Quelque chose d’irrémédiable s’est produit entre les alliés occidentaux et dans le capitalisme lui-même : le néolibéralisme, qui a dominé l’économie mondiale pendant plus de trois décennies, est mort lors de ce sommet du Forum économique mondial. Donald Trump l’a tué.
Attendu comme un roi, le président américain a monopolisé l’attention, comme à son habitude. Déchirant toutes les conventions admises, il a imposé avec brutalité et vulgarité son agenda. Plus question de s’embarrasser des principes de liberté, de démocratie, de règles de droit, derrière lesquelles le capitalisme essayait de s’abriter pour justifier ses dysfonctionnements.

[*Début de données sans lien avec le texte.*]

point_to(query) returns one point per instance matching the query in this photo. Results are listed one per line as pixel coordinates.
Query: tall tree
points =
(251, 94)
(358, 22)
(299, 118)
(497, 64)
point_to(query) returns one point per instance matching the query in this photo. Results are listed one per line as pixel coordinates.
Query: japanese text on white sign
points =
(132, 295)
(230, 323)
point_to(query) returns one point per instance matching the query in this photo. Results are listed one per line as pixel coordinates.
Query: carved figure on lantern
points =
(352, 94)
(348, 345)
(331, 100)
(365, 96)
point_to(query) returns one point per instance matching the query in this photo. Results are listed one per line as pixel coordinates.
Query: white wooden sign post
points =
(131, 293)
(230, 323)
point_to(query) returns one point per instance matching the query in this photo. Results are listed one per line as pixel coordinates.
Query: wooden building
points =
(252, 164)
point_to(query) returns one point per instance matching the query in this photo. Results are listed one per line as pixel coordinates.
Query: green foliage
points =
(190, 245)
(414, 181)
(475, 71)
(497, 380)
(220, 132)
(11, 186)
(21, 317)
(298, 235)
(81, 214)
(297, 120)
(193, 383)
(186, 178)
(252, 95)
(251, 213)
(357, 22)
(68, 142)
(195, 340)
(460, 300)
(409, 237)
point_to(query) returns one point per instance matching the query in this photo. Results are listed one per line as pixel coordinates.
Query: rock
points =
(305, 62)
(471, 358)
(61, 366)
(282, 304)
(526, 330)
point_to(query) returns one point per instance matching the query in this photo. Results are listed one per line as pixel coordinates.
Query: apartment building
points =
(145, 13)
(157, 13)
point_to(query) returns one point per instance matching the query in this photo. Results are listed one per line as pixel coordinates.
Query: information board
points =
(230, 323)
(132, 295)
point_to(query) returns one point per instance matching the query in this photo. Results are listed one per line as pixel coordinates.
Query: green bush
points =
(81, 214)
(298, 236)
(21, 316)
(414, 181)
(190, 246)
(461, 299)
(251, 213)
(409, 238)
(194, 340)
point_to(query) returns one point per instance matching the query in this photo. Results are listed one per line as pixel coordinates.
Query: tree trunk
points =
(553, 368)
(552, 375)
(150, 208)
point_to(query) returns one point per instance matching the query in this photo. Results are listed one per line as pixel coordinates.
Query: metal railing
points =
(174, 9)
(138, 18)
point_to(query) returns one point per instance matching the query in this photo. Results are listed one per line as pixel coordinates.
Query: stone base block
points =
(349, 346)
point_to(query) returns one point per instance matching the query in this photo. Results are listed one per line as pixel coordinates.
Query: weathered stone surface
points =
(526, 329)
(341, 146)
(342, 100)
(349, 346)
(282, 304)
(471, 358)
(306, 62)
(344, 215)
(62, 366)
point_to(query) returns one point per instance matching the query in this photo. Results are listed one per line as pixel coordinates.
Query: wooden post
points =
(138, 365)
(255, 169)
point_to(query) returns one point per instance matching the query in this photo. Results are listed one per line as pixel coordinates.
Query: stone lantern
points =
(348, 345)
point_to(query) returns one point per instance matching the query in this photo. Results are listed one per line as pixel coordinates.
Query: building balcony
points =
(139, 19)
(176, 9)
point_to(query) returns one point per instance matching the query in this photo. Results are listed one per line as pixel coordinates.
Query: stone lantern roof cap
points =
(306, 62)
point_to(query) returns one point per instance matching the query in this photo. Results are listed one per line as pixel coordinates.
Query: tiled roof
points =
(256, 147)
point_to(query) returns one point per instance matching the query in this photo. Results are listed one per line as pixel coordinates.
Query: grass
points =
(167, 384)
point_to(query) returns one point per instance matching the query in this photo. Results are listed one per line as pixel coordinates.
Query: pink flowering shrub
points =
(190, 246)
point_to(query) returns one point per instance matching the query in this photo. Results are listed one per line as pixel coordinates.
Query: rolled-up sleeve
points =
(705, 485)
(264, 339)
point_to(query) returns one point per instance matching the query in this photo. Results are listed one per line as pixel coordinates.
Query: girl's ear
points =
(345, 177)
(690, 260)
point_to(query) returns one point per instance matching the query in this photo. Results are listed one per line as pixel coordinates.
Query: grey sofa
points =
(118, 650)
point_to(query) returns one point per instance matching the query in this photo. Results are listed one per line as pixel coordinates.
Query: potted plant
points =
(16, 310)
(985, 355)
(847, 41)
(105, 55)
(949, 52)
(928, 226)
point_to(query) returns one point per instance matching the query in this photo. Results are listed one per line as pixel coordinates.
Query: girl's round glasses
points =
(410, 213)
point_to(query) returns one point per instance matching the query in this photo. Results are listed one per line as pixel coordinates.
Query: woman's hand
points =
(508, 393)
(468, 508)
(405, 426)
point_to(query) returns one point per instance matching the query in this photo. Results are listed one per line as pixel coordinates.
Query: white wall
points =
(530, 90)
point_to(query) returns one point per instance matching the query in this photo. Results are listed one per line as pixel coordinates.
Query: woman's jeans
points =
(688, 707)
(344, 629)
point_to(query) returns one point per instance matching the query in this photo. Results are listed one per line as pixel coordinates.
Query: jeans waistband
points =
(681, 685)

Pour Donald Trump, l’ère d’un capitalisme autoritaire et prédateur est venue. Tout doit être mis au service des intérêts de l’Amérique d’abord, et des siens propres ensuite. L’enrichissement personnel, les conflits d’intérêts et la corruption sont devenus des pratiques ouvertement assumées par le résident de la Maison-Blanche et par son entourage.
« Parfois, on a besoin d’un dictateur », a-t-il lancé, sans guère créer de remous. Depuis un an, les dirigeants du numérique et des multinationales américaines, tout comme les milliardaires de tout poil, se sont parfaitement accommodés du tournant illibéral de sa présidence et sont prêts à l’accompagner dans son durcissement. Au risque d’accélérer le chaos et la ruine.